Set up 802.1x authentication
802.1x authentication adds an extra level of security to the weak and vulnerable 802.11b authentication used by most wireless networks on the market today. Due to weaknesses in the Wired Equivalent Privacy (WEP) algorithm and issues surrounding misconfigured settings, sophisticated hackers or script kiddies with the right programs can gain access to a network in a few minutes. With the release of Windows XP, Microsoft puts added security in every user's grasp, with the one requirement that they have administrator permission. To set up the 802.1x security on a connection:
Go to Start
Right click on My Network Places and select Properties from the menu
Right-click the Wireless Network Connection and select Properties
The ability to use 802.1x is available for all network connections, not just the Wireless Network Connection.
Click the Authentication tab:
Check the Network access control using IEEE 802.1X check box to enable 802.1x authentication (enabled by default)
Clear the Network access control using IEEE 802.1X check box to disable 802.1x authentication
Figure 6-3: Connection Authentication Properties window
Under EAP type, select the Extensible Authentication protocol you wish to use with the connection. If you use Smart Card or other Certificate, other options are available by clicking Properties and adjusting the Smart Card or other Certificate Properties.
To use the authentication provided by the certificate on your smart card, click Use my smart card.
To use the authentication provided by the certificate stored on your computer, click Use a certificate on this computer
If using a certificate on the local computer:
Check the Validate server certificate box
Select Connect only if server name ends with, enter domain name, and select the Trusted root certificate authority from the drop down menu.

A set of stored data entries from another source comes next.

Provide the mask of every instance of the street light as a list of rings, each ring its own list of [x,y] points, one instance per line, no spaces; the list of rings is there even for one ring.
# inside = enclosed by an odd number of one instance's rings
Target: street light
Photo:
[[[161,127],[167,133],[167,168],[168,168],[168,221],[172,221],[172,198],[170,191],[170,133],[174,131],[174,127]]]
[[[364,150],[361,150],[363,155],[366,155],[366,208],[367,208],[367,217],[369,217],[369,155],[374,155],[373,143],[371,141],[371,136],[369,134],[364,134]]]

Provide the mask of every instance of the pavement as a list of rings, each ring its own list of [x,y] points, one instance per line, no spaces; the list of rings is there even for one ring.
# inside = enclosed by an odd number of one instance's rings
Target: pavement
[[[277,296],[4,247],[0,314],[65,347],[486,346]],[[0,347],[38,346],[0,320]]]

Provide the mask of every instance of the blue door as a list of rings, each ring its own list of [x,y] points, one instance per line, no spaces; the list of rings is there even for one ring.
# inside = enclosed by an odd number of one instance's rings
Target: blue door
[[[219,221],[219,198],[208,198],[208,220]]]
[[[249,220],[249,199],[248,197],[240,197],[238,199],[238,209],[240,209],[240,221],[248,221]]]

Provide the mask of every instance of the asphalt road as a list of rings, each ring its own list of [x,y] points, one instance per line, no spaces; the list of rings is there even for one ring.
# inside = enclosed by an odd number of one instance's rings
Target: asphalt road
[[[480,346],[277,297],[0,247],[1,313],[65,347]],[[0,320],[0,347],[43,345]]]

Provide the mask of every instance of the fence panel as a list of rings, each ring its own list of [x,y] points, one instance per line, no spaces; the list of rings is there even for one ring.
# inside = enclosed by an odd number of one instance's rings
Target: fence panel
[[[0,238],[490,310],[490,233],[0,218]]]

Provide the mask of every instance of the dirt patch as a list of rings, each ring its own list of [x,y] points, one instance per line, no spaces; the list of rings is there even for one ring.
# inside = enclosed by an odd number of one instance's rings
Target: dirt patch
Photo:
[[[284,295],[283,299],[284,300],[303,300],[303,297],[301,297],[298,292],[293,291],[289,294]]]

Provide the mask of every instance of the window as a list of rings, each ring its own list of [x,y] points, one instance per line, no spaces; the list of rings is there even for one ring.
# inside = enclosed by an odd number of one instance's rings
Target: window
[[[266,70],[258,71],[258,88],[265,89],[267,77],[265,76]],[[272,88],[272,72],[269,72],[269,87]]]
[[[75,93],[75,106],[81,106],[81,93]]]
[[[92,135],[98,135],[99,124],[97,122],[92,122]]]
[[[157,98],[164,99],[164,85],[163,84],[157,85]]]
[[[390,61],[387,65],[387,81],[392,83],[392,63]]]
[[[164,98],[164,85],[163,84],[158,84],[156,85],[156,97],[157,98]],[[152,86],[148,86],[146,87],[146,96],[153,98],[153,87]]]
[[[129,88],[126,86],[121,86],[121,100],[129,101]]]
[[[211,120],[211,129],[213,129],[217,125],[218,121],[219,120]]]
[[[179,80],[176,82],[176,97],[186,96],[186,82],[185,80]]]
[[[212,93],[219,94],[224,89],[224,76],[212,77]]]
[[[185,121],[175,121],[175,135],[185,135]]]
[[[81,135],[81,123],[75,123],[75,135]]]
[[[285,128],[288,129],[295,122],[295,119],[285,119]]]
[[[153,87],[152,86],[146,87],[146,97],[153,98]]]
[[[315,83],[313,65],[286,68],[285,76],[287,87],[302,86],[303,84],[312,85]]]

Figure 6-4: Smart Card or other Certificate Properties window
Select Use a different user name for the connection if the smart card or local certificate does not contain proper information for the connection
To enable a computer to attempt authentication if the user is not logged on, select the Authenticate as computer when computer information is available check box.
To indicate that the computer should attempt authentication if authentication information is not available, check the Authenticate as guest when user or computer information is unavailable check box.